O País atravessa o mais insólito dos seus tempos. Às portas de seus 500 anos, a serem comemorados em inexplicável pompa destarte a circunstância, somos o insólito produto de sucessivas colonizações radicais contrapostas por resquícios de patriotismos incipientes.

Pra não fugir ao espírito de 68 (tema deste NÃO), evoquemos aquele cultuado ano e mergulhemos no que de melhor restou dele: seus sobreviventes.

Talvez até seja espantoso constatar, mesmo que previsivelmente, que nossos ídolos (já cinqüentões ou mais) tiveram sua ascensão naquela fervura militarista, quando qualquer referência à Pátria podia significar cadeia, tortura e morte; se não constasse na cartilha dos direitaços. Daí que, imbuídos de brasilidade, nossos poetas, cantores e dramaturgos e cineastas gastaram seus dotes numa mensagem única: resgatar a dignidade popular.

Ah, ingênuas criaturas...! Para quem, mesmo que perseguidas e violentadas, a palavra era sagrada e a honradez um compromisso. Até os vira-casacas, os calabares de plantão, traíam conscientemente.

Mas o tempo trouxe novidades que transcenderam ao progresso tecnológico, ultrapassaram os padrões sociológicos e morais, deixaram longe os códigos de ética...

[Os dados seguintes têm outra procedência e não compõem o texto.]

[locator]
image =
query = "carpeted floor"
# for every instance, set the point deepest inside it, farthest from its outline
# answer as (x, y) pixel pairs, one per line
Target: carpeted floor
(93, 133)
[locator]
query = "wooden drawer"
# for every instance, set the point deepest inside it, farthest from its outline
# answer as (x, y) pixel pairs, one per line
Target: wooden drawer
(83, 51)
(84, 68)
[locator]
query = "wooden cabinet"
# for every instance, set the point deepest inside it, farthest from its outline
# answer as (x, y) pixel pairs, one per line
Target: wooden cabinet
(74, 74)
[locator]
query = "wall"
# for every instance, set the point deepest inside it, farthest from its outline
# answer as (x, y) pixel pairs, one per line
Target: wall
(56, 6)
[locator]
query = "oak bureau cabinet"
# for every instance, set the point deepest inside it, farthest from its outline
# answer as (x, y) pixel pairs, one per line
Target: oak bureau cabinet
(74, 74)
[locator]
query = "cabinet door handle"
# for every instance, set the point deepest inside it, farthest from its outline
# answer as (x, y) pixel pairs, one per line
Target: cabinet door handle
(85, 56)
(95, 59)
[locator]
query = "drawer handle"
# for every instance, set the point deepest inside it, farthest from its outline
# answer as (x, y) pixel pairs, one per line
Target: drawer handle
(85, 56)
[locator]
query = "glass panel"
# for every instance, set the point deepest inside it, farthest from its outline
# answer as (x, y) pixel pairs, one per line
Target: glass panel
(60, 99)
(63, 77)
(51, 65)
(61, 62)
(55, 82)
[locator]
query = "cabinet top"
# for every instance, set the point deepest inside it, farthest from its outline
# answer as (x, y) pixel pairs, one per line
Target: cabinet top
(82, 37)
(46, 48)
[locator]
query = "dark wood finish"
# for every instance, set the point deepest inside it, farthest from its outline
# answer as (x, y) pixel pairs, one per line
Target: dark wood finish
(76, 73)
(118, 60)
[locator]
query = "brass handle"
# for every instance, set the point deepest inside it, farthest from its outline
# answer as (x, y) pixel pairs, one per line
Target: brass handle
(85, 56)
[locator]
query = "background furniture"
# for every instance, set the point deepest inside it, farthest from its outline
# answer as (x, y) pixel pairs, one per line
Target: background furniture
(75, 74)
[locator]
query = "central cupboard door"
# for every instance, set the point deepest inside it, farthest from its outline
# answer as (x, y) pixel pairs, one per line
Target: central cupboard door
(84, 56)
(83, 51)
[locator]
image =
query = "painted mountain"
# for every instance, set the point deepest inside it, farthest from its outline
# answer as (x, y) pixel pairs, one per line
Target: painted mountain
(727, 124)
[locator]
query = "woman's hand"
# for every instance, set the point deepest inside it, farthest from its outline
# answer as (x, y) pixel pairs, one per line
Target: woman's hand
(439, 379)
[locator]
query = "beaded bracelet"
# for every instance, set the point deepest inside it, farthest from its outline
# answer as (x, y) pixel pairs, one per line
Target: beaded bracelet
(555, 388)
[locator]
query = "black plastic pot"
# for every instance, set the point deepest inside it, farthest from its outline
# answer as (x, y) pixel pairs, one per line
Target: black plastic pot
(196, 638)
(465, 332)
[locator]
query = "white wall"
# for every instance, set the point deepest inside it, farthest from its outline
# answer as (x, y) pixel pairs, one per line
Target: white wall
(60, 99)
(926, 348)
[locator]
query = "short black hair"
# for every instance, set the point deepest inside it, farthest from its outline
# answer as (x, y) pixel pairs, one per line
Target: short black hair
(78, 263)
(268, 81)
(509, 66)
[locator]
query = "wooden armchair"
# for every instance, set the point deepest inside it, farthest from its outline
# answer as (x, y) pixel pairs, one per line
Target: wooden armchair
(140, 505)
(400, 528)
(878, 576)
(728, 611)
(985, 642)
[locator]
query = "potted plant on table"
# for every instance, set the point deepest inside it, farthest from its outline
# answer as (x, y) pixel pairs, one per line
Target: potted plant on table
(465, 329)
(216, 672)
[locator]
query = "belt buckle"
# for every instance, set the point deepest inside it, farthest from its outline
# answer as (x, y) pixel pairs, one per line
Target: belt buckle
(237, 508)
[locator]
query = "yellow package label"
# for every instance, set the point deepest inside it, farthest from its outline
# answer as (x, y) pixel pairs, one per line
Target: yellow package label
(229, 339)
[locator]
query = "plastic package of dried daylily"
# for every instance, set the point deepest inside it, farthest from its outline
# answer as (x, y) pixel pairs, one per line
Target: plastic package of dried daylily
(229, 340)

O discurso das elites tomou ares esoterizados, ao denotar supostas reformas econômicas. O capital foi socializado numa proporção avessa à matemática da sociedade: 70% para uns poucos, migalhas para quase todos. As guerras saíram para novos campos de batalha, reformuladas em manipulações devastadoras dos recursos e da informação, configuradas em garrotes financeiros insuportáveis, vigiadas pela TV ao vivo.

A independência das nações, relativizada por suas dívidas astronômicas, cada vez mais padece de significado e realidade. A miséria atingiu estágios alarmantes, catando as migalhas da tecnologia que serve os poderosos.

O conceito de aldeia global cedeu lugar à fadiga da informação, à saturação do lixo pseudo-jornalístico, à virtualização da realidade.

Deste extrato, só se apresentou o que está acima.